Wright-Fisher Model: The Wright-Fisher model is a standard framework used in evolutionary biology to describe stochastic allelic evolutionary processes including genetic drift, and in our paper, clonal interference. In a Wright-Fisher simulation, discrete generations of bacteria are calculated by drawing from a weighted binomial distribution from the previous generation. To simulate the effects of clonal interference, each cell had a 10-5 chance of mutation every generation. When a cell was mutated, the overall fitness effect of the mutation was drawn from an exponential distribution with the parameter ꞵ derived from Good et al (2012). Each simulation was run 1000 times and 200 random runs were plotted for clarity.
Statistics: The 95% confidence interval for both competition assays was calculated with a two sample t-test for the difference in two means. See supplemental table for details. The p values in Figure 2 were calculated by counting the quantity of populations that reached fixation or extinction after 5000 simulated generations and using a ?2-test to test the null hypothesis that the T6SS+ strain will go to fixation 50% of the time.
Killing assay: Overnight cultures of V. cholerae and E. coli (resistant to chloramphenicol) were normalized to an OD600 = 1 then mixed in a 10:1 ratio of V. cholerae to E. coli by volume. 5 μL of this mixture was spotted onto an LB agarose plate and left to dry for 10 minutes. The plate was then incubated at 37°C for 3 hours.
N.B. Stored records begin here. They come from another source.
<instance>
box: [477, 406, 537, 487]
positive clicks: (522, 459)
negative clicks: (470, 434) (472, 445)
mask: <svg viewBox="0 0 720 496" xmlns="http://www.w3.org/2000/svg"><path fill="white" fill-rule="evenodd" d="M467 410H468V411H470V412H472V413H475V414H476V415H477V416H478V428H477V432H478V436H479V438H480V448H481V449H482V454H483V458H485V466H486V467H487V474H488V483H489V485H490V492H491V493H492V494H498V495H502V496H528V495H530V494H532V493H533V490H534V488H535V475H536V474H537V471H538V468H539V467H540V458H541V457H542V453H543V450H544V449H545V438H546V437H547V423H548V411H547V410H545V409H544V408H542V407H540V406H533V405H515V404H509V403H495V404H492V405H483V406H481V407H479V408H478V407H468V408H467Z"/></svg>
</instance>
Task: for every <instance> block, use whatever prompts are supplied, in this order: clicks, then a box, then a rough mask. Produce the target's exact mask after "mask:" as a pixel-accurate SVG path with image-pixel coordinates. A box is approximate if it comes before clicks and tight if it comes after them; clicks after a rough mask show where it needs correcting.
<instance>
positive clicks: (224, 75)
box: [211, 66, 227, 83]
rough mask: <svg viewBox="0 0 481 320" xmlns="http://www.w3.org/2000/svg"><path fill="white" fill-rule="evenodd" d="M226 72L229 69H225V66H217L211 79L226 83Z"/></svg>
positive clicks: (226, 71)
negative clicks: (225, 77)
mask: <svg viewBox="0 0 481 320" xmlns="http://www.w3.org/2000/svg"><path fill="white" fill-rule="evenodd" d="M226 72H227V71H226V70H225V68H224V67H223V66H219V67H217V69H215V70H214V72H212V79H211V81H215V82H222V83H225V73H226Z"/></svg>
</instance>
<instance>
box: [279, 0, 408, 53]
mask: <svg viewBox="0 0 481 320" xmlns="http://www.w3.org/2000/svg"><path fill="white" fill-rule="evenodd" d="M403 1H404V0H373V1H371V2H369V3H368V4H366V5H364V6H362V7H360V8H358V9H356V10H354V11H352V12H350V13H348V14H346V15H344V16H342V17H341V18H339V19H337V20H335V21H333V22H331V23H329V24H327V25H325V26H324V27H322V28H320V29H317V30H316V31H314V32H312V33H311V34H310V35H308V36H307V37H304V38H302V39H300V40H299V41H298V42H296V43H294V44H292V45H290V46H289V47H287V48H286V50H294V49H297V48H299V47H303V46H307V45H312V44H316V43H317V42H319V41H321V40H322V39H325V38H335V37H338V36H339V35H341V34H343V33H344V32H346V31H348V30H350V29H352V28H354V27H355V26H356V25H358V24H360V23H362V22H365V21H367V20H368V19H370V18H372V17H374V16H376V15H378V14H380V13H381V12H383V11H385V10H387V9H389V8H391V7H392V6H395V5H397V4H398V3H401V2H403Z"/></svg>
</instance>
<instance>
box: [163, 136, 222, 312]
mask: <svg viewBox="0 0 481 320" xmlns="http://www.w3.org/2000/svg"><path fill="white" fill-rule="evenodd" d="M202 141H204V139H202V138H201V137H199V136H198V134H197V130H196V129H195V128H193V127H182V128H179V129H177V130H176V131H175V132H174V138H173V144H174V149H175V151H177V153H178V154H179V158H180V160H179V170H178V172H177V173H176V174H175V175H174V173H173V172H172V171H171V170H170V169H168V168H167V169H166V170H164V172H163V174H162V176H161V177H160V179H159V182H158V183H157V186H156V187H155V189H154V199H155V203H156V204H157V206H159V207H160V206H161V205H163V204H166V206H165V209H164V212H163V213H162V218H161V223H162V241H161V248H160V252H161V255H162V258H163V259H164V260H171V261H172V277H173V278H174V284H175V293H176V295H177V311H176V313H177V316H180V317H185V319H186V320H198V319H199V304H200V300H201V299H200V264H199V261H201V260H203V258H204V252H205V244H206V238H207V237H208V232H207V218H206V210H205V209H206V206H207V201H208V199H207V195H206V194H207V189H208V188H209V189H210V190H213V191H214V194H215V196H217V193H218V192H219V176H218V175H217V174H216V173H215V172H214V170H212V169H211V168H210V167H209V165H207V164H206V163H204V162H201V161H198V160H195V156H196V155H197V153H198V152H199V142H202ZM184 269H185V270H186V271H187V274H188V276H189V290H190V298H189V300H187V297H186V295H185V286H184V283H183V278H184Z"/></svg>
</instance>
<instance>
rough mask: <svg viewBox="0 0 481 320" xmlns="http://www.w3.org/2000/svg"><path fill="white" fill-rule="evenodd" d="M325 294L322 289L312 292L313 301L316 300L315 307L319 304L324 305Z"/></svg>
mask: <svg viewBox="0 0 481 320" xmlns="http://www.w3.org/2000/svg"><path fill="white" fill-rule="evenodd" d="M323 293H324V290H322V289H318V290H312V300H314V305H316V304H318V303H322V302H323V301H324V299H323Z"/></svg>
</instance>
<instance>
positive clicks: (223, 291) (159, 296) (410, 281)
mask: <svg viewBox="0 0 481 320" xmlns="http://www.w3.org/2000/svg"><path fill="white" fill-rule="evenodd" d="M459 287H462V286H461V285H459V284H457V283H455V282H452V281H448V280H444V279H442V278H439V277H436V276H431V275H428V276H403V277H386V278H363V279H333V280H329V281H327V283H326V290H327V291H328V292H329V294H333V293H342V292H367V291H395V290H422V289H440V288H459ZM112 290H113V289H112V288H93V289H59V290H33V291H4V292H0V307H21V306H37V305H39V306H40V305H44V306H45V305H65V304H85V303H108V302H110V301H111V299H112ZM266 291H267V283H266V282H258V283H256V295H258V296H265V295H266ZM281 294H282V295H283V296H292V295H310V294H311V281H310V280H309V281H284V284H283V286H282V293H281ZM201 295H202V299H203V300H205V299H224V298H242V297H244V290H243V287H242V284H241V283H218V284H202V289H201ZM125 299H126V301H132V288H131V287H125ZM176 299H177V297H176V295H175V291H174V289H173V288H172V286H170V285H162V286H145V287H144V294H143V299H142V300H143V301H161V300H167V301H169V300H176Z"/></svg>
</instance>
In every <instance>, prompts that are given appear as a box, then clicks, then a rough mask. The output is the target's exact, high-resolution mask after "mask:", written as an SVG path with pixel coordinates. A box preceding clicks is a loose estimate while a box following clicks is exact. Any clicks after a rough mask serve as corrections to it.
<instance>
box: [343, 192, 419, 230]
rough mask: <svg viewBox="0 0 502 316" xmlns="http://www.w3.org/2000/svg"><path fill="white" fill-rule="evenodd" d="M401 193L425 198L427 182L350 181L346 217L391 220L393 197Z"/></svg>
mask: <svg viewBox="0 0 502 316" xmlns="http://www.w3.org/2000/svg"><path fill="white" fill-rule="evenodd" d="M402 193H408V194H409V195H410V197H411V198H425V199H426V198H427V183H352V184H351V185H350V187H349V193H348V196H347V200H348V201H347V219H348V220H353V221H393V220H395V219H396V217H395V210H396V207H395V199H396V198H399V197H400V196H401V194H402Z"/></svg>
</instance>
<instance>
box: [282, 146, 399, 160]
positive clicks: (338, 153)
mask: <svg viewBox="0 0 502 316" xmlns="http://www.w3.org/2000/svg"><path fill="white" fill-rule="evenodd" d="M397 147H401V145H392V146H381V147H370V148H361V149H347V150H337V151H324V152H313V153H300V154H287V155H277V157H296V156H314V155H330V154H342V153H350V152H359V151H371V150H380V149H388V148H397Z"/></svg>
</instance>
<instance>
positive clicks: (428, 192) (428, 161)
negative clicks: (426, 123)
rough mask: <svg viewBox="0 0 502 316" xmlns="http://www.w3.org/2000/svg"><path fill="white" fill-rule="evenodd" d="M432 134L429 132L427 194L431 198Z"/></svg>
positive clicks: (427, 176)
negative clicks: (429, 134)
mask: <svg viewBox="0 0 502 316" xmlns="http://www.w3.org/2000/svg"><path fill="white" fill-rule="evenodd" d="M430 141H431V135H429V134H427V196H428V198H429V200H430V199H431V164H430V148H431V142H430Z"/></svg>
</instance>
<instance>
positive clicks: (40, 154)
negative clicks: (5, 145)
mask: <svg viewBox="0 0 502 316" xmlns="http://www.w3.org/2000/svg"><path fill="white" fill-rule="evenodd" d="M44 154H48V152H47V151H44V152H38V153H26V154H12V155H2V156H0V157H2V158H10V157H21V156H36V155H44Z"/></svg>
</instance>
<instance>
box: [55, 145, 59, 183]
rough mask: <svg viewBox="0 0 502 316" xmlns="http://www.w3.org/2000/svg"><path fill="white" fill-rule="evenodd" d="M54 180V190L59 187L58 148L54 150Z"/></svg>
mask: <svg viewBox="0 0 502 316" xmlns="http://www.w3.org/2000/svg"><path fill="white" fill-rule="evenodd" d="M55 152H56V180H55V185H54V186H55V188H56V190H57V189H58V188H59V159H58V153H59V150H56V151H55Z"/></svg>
The spot on the plate was cut out and vortexed with 5 mL of LB broth for 30 seconds. The broth was then serially diluted and 5uL of each of the serial dilution mixtures were spotted onto an LB chloramphenicol plate.
RNA sequencing analysis: Overnight cultures of T6SS+, T6SS−, and WT Vibrio cholerae were grown at 37°C in lysogeny broth (LB) (n = 2 biological replicates). RNA was extracted from these cultures using an Qiagen RNeasy mini kit (Qiagen, Hilden, Germany). An RNA library was prepared using the NEB Ultra II directional RNA library prep kit (New England Biolabs, Ipswitch, MA, USA) and the QIASeq Fast select -RNA HMR kit (Qiagen, Hilden, Germany) was used for bacterial rRNA depletion. The completed bacterial RNA library was sequenced on the Illumina NovaSeq 6000 (Illumina, San Diego, CA, USA). To analyze the transcriptomic data, we first trimmed adapters and filtered low-quality reads using Trimmonatic (v0.39) (Bolger et al., 2014). We then perform alignment of paired reads to reference contigs of V. cholerae C6706 (NCBI RefSeq assembly GCF_009763945.1) using STAR (v 2.7.11a) (Dobin et al., 2013) to create binary alignment files (BAM) sorted by genomic coordinates. We counted aligned fragments to all annotated loci in NCBI Refseq annotation using featureCounts (v2.0.6) (Liao et al., 2014). Fragment counts were filtered for low expression and used for differential expression analysis using DESeq2 in R (Love et al., 2014).